Votre lettre du 20 xbre Monsieur, n'est point du stile de vos autres lettres, et votre critique de Buri est encore moins du stile de l'Eloge de Clémence Isaure.
C'est une énigme que vous m'expliquerez quand vous aurez en moi plus de confiance.

Le libraire de Geneve qui imprima votre dissertation étant le même qui avait imprimé les Mémoires de la Beaumelle, on crut que ce petit ouvrage était de lui, et ce nom le rendit suspect. Le public ne regarda l'intitulé par Mr. le Marquis de B… que comme un masque sous lequel la Beaumelle se cachait. L'article du petit fils de Sha Abas parut à tout le monde un portrait trop ressemblant. Le libraire de Geneve envoia à Paris six cent exemplaires que Mr. de Sartine fit mettre au pilon, et il en informa Mr. de St. Florentin.

Ce n'est pas tout, Monsieur. Comme le livre venait de Geneve on me l'attribua et cette calomnie en imposa d'autant plus que dans ce temps là même je faisais imprimer publiquement à Geneve une nouvelle édition du siècle de Louis XIV.

Le président Hénault, si durement traité dans votre brochure, est mon ami depuis plus de 40 ans; je lui ai toujours donné des marques publiques de mon attachement et de mon estime. Ses nombreux amis m'ont regardé comme un traitre qui avait flatté publiquement le président Hénault pour le déchirer avec plus de cruauté en prenant un nom supposé.

Si vous m'aviez fait l'honneur de répondre plutôt à mes lettres, vous m'auriez épargné des chagrins que je ne méritais pas. Lorsque je vous écrivis j'étais persuadé avec toute la ville de Geneve que la Beaumelle était l'auteur de cet écrit et tout Paris croiait qu'il était de moi.
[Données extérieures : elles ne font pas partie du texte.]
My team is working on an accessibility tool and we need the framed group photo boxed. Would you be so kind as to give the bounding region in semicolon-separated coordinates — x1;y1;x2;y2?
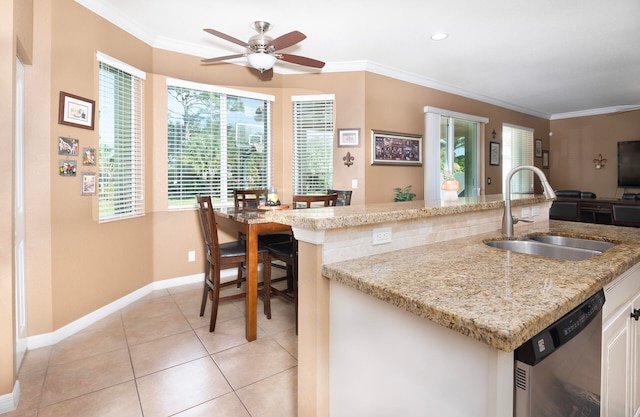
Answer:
58;91;96;130
535;139;542;158
371;130;422;166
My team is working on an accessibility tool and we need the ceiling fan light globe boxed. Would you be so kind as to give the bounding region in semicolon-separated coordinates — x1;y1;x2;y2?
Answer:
247;52;276;71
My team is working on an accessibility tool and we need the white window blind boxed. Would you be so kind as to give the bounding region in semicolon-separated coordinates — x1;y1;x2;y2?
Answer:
98;58;144;222
293;95;334;195
502;124;533;194
167;80;273;209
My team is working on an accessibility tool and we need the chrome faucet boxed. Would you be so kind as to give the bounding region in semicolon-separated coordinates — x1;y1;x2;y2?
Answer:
502;165;556;237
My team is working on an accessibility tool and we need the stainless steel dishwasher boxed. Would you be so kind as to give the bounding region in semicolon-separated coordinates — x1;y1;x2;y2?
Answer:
514;290;604;417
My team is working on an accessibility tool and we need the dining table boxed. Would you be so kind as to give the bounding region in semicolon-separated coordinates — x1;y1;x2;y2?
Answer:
214;207;291;342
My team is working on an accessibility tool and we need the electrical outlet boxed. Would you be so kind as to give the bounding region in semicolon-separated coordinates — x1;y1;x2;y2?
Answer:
371;227;391;245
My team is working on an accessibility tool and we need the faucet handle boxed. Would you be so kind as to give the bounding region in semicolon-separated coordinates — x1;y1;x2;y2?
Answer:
512;216;533;224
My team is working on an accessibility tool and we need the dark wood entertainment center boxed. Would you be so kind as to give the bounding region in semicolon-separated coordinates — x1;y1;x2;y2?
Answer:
549;197;640;227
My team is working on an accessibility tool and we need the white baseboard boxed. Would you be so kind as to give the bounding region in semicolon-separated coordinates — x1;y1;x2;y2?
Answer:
0;381;20;414
25;268;218;350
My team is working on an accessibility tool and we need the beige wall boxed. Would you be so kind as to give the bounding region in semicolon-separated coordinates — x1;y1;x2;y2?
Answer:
364;73;553;203
0;0;636;400
549;110;640;198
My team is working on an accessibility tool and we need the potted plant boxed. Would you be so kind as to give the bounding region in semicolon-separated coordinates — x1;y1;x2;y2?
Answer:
393;185;416;201
441;171;460;201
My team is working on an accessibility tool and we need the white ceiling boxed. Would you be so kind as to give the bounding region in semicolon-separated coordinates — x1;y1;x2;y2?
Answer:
76;0;640;119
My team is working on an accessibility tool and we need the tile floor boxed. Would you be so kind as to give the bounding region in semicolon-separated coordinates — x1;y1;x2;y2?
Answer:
2;276;298;417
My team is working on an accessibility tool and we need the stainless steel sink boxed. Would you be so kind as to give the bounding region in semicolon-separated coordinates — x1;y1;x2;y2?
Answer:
529;235;615;252
485;240;602;261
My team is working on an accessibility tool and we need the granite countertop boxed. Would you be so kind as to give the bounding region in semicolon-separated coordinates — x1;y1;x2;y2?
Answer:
322;221;640;352
265;194;548;230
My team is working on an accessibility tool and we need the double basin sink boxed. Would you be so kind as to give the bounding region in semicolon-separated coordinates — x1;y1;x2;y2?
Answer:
485;235;615;261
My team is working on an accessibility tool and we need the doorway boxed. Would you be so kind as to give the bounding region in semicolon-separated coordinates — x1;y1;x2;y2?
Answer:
13;57;27;369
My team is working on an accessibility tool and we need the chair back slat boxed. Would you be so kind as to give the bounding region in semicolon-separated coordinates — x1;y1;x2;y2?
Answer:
233;188;267;208
293;194;338;209
327;188;353;206
197;195;220;265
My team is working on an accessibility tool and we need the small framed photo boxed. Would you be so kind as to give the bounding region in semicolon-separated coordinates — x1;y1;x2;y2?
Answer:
80;172;98;195
82;148;96;166
535;139;542;158
58;136;80;156
542;151;549;168
338;129;360;148
58;91;96;130
371;130;422;166
58;159;78;177
489;142;500;166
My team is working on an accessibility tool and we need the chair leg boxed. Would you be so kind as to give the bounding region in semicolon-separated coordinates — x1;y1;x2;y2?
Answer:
236;262;245;288
200;261;211;317
262;252;271;320
209;267;220;332
291;249;298;335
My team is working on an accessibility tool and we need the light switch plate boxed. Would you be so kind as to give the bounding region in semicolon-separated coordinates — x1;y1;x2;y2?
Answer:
371;227;391;245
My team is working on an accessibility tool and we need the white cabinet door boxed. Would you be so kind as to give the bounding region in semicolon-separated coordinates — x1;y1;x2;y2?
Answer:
600;305;633;417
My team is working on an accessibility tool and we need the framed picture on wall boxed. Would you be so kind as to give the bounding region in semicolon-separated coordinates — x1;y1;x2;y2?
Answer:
371;130;422;166
338;129;360;148
80;171;98;195
58;91;96;130
535;139;542;158
489;142;500;166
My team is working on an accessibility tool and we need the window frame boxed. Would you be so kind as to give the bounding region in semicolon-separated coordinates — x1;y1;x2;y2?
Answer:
165;78;275;211
501;123;535;194
291;94;335;195
96;51;146;223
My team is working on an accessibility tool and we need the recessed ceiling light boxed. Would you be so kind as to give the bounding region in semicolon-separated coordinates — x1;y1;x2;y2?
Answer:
431;32;449;41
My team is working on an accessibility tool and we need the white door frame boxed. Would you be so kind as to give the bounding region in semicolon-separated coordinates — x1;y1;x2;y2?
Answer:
13;57;27;369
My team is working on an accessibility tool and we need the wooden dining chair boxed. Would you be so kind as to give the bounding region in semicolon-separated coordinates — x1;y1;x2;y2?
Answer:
233;188;291;288
265;193;338;334
197;196;271;332
327;188;353;206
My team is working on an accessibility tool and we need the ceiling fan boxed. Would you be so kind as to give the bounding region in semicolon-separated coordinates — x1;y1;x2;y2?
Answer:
202;20;324;81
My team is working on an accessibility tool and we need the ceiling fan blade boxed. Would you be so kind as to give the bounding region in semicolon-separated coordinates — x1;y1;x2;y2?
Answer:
202;29;249;48
260;68;273;81
278;54;324;68
267;30;307;51
200;54;245;64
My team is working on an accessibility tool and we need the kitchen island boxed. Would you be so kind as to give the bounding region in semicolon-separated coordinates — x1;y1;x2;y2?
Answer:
264;196;640;416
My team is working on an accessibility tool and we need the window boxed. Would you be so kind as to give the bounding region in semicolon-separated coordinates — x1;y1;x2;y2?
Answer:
167;80;274;209
440;116;480;197
292;95;334;195
423;106;489;200
97;53;145;222
502;124;533;194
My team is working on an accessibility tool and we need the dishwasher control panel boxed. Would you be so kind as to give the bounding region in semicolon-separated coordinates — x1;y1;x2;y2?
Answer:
515;290;604;365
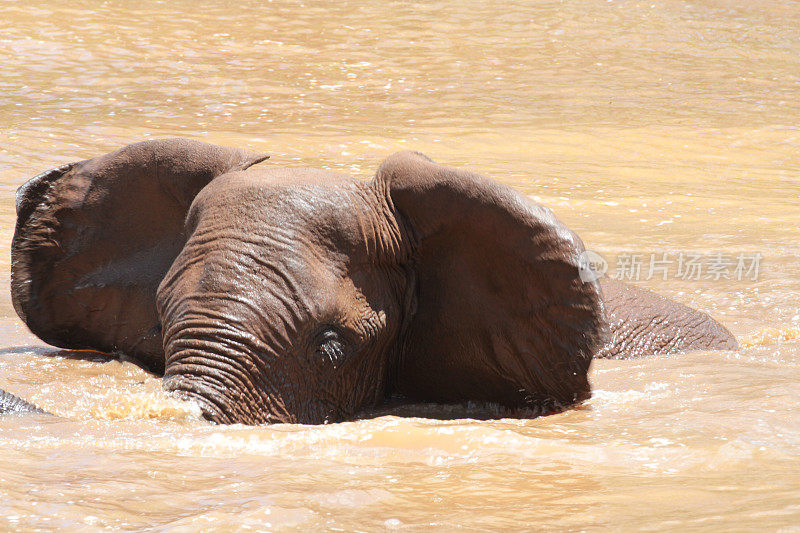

Voilà, Monsieur, l'exacte vérité.

Vous pouvez me rendre plus de services que vous ne m'avez fait de peines; il s'agit d'une affaire plus importante.

J'ai auprès de moi la famille des Sirven; vous n'ignorez peutêtre pas que cette famille entière a été condamnée à la mort dans le temps même qu'on faisait expirer Calas sur la roue. La sentence qui condamne les Sirven est plus absurde encore que l'abominable arrêt contre les Calas. J'ai fait présenter au nom des Sirven une requête au Conseil privé du Roi. Cette famille malheureuse jugée par contumace et dont le bien est confisqué demandait au Roi d'autres juges et ne voulait point purger son décret au parlement de Toulouse qu'elle regardait comme trop prévenu et trop irrité même de la justification des Calas. Le Conseil privé en plaignant les Sirven, a décidé qu'ils ne pouvaient purger le décret qu'à Toulouse.

Un homme très instruit me mande de cette ville même que le parlement commence à ouvrir les yeux, que plusieurs jeunes conseillers embrassent le parti de la tolérance, qu'on va jusqu'à reprocher l'arrêt contre Mr. Rochette et les trois gentilshommes. Ces circonstances m'encourageraient Monsieur à envoyer les Sirven dans votre pays, si je pouvais compter sur quelque Conseiller au parlement qui voulût se faire un honneur de protéger et de conduire cette famille aussi innocente que malheureuse. Je serais bien sûr alors qu'elle serait réhabilitée et qu'elle rentrerait dans ses biens. Voyez, Monsieur, si vous connaissez quelque magistrat qui soit capable de cette belle action, et qui ayant vu les pièces puisse prendre sur lui de confondre la fanatique ignorance des premiers juges et de tirer l'innocence de la plus injuste oppression.

Combien que le parlement ne soit qu'une forme des trois états raccourcis au petit pied (ce sont les termes des premiers Etats de Blois, page 445). Ce sera à vous seul, Monsieur, qu'on sera redevable d'une action si généreuse et si juste. Le parlement même vous en devra de la reconnaissance, vous lui aurez fourni une occasion de montrer sa justice et d'expier le sang des Calas.

Pour moy je n'oublierai jamais ce service que vous aurez rendu à l'humanité; et j'aurai l'honneur d'être avec la plus vive reconnaissance, avec l'estime que je dois à vos talents, et toutte l'amitié d'un confrère, votre très humble.